PureSchmaltz

Rendered Fat Content

Eldering

Eldering
Rembrandt Harmenszoon van Rijn: Bust of an Old Man with a Beard (circa 1630)
" … mending doors might teach me all I need to know …"

I went from being a man of modest middle age to an elder in a single day, the day I turned seventy, a day which might well have lived in infamy as long as it lived, which was the usual brief twenty-four hours. How should I have responded? I very cleverly pretended that nothing had changed, but only because nothing had changed. I didn't need to pretend because I couldn't see any difference between who I'd been the night before and who I found in my skin the next morning. Yet there I was, clearly within elder territory but without a clue about what I was supposed to do to fulfill my new role's responsibilities, which, I note, were foisted upon me without my consent, just like middle age's had been foisted upon me, and fatherhood's, and adulthood's, even teen-age's. I know how this works. It starts with no discernible difference and ends in denial of even the more obvious changes, a slow fading forward, a one-way road toward oblivion.

The older, the more precarious the balance, the more conservative one becomes.
I take fewer chances. I quit my nicotine habit in anticipation of it finally catching up with me once I started moving more slowly. I know I'm a sitting duck, anyway, prone to ever more of the frailties accompanying the human condition. I do not feel old, but the calendar seems insistent. There's never been a place in the history of this world so far, except, perhaps, in long ago Old Testament times, when seventy was considered young. And so it is today, even with all the advancements in science and medicine, three score and ten remains nearer the end than the beginning. No, as they say, Spring Chicken, I'm an old bird now.

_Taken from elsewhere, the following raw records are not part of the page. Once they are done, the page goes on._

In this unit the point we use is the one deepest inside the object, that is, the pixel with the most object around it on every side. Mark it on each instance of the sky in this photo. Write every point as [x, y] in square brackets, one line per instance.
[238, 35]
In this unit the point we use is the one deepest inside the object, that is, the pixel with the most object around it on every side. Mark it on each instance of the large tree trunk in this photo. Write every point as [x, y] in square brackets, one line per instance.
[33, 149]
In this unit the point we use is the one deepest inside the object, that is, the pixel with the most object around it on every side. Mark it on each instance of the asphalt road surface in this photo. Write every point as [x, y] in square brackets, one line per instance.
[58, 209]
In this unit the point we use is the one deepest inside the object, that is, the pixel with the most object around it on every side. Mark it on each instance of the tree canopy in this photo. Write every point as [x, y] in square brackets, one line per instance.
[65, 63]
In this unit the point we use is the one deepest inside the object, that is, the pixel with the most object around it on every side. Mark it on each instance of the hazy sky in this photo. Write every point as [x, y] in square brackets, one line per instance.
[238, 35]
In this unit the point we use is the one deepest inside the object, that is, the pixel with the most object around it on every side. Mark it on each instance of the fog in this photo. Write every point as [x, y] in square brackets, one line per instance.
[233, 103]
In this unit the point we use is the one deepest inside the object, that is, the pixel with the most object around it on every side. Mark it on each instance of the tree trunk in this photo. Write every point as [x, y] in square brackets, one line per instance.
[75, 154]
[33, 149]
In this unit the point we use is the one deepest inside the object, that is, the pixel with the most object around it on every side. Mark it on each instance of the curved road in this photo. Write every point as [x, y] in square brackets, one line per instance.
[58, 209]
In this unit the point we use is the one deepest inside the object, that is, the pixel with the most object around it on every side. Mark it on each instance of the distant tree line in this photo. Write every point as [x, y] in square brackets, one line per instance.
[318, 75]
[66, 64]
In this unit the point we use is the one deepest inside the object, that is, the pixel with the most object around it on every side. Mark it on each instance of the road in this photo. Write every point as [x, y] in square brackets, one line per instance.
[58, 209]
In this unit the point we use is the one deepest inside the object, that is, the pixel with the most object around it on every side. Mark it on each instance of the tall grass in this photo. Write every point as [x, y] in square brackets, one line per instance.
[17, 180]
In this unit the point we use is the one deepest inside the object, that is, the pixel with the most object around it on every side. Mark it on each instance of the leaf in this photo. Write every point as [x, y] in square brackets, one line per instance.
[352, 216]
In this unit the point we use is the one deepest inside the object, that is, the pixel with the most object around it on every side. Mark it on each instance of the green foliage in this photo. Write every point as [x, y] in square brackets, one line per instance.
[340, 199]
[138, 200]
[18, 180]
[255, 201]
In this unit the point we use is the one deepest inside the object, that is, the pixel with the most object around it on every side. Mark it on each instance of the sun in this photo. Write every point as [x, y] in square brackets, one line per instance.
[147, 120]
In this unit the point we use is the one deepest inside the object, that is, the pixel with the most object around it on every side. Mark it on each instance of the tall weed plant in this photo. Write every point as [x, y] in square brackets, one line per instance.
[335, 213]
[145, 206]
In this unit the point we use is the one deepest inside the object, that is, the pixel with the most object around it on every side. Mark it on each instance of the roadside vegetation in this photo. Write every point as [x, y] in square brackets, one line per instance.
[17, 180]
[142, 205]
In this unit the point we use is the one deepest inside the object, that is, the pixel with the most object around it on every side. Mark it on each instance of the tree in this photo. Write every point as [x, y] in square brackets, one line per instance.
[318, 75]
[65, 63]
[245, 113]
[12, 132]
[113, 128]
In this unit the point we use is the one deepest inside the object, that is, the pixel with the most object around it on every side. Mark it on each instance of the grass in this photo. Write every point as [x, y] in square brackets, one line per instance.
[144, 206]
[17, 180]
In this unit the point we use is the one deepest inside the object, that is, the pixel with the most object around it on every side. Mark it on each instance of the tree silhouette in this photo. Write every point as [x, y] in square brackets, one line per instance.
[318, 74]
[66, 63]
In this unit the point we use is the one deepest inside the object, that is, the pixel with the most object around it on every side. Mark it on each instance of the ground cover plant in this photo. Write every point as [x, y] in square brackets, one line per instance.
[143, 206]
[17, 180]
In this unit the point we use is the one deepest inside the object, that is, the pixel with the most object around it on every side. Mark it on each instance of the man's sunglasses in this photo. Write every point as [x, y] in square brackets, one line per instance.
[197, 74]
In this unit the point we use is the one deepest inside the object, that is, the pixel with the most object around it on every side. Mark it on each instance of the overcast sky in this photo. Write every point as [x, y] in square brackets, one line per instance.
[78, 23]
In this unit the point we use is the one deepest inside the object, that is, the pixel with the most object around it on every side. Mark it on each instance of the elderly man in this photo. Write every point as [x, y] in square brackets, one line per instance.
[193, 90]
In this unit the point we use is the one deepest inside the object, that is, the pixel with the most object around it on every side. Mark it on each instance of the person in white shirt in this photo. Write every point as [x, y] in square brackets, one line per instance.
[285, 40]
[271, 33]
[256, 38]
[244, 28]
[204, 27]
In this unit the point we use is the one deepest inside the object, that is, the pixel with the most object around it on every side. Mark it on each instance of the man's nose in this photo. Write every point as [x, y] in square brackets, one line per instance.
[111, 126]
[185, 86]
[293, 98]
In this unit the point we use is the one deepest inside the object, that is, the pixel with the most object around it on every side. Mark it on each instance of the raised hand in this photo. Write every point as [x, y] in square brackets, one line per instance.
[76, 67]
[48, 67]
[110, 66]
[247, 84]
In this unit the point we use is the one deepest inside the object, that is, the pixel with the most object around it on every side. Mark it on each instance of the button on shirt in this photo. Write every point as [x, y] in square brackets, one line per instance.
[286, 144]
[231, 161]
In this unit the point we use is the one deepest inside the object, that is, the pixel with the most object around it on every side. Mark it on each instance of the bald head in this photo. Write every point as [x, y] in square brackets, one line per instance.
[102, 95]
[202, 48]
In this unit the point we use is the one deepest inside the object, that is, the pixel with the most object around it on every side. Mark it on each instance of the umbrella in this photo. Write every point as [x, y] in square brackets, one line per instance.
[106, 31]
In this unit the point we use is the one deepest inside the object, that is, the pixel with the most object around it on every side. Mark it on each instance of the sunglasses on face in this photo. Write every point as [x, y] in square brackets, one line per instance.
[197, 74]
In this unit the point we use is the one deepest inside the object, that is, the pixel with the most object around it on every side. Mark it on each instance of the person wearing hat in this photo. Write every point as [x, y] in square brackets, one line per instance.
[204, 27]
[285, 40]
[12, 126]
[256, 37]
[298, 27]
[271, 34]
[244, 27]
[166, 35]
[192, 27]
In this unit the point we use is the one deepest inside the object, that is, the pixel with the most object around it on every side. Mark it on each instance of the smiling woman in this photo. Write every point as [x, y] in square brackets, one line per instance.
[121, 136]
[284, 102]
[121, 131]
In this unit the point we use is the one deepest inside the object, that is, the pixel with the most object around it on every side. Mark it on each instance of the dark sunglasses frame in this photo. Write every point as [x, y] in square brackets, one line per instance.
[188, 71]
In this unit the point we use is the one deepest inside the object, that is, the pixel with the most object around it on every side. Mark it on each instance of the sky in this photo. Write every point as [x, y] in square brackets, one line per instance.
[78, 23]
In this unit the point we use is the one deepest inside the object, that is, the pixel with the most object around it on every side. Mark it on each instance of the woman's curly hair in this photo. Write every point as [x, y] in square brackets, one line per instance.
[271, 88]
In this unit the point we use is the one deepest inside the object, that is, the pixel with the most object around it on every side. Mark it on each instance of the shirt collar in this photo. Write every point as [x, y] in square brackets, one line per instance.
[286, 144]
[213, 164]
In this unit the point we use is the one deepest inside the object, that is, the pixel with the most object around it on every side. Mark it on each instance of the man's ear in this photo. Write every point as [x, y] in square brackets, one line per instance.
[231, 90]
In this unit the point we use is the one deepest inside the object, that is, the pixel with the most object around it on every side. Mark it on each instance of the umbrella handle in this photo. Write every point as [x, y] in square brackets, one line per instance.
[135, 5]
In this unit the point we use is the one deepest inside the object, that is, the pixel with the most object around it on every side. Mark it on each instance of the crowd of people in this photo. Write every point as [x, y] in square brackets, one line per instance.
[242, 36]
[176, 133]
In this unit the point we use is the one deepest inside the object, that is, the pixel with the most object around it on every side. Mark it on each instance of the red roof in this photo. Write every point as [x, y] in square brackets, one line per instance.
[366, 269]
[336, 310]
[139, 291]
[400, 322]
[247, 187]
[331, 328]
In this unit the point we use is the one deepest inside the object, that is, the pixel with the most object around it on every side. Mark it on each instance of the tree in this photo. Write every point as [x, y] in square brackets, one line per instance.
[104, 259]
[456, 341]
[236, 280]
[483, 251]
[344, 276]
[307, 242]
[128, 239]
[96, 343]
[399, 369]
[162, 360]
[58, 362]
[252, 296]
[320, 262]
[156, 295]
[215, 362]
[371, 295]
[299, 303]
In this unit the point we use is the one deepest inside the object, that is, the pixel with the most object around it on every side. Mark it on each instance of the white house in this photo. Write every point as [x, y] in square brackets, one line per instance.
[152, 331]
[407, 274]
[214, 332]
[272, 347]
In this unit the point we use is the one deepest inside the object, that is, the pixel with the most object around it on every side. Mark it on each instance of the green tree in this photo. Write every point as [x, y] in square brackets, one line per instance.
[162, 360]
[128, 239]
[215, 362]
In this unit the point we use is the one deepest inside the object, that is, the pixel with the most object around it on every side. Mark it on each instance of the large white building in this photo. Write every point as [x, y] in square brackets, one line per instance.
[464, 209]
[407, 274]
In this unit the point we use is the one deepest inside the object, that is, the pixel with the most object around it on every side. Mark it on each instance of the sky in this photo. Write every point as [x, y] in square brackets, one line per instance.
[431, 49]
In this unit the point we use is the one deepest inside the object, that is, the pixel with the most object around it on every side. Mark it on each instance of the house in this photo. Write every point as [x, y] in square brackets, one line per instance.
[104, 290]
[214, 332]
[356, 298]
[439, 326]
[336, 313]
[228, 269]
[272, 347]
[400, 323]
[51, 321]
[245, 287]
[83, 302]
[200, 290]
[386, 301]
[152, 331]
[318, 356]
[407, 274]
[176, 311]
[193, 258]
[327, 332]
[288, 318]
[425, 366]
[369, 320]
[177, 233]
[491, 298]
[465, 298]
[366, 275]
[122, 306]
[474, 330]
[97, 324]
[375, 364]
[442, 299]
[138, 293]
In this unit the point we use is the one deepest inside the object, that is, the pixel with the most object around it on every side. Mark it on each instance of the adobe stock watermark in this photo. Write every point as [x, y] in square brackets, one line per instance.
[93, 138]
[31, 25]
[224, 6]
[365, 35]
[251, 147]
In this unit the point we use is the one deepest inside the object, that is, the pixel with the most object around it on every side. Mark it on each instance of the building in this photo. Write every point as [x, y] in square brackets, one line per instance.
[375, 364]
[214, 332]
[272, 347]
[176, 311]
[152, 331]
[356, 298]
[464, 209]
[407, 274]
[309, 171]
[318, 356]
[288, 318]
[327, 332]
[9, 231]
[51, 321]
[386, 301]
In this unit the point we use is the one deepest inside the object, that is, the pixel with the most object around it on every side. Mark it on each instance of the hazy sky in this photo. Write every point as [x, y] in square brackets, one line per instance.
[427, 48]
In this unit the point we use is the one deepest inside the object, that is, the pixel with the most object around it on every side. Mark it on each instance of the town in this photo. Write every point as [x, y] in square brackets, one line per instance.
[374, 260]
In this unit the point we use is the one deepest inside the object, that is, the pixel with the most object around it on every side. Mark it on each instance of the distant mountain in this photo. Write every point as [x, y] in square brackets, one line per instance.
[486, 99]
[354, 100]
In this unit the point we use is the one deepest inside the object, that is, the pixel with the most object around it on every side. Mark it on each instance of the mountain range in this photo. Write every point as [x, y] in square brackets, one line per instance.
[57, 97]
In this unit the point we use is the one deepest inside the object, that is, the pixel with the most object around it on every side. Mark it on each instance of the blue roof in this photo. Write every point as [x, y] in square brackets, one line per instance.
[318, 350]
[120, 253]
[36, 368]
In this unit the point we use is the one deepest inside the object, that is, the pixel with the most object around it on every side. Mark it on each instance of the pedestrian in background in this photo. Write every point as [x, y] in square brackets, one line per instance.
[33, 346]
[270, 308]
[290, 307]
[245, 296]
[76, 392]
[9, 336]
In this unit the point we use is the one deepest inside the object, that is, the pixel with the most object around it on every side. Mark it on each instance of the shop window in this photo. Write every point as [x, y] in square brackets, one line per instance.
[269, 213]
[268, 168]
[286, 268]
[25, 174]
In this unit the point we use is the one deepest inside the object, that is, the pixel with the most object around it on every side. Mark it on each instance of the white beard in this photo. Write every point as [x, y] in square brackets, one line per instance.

I watched myself prepping a door for painting and thought that I might cut the proper shadow. Bent over my work, sanding out moulding and pulling a small sharp chisel to help coax loose a reluctant slice of moribund paint seemed like a decent start at Eldering. It might be that whatever I do at this august age amounts to proper Eldering behavior, for a man my age should have grown beyond asking for permissions or checking checklists before behaving. My granddaughter TheGrandOther clearly thinks I'm crazy as well as irrelevant. I watch her make the same mistakes I made at her age, presuming time was infinite and leaving unasked questions, even refusing well-intended clues and answers. I presumed I knew what I couldn't have possibly known. I feared disclosing my ignorance lest I be found out, when I couldn't quite figure myself out then. Still haven't.

I doubt that there are any Eldering experts to ask how I'm supposed to go about this. I was once a consultant myself and presumed to know better for others. I gratefully outgrew that all too human tendency to want to create others in my own image. I came to prefer surprise behaviors, approaches which seemed some mix of crazy and extraordinary, inspired, divinely or more crudely, unique. I see that I cannot model my dotage upon any other. I'll mend my doors then see what comes up next. Having accomplished nothing in this life, I have no reputation to defend, no good name to protect. I sense a growing irrelevance approaching where nobody except The Muse really cares what I'm doing, like TheGrandOther has perhaps wisely prepared me to experience. I sense that mending doors might teach me all I need to know about Eldering. I doubt I'd listen to anyone else, especially given the current state of my hearing.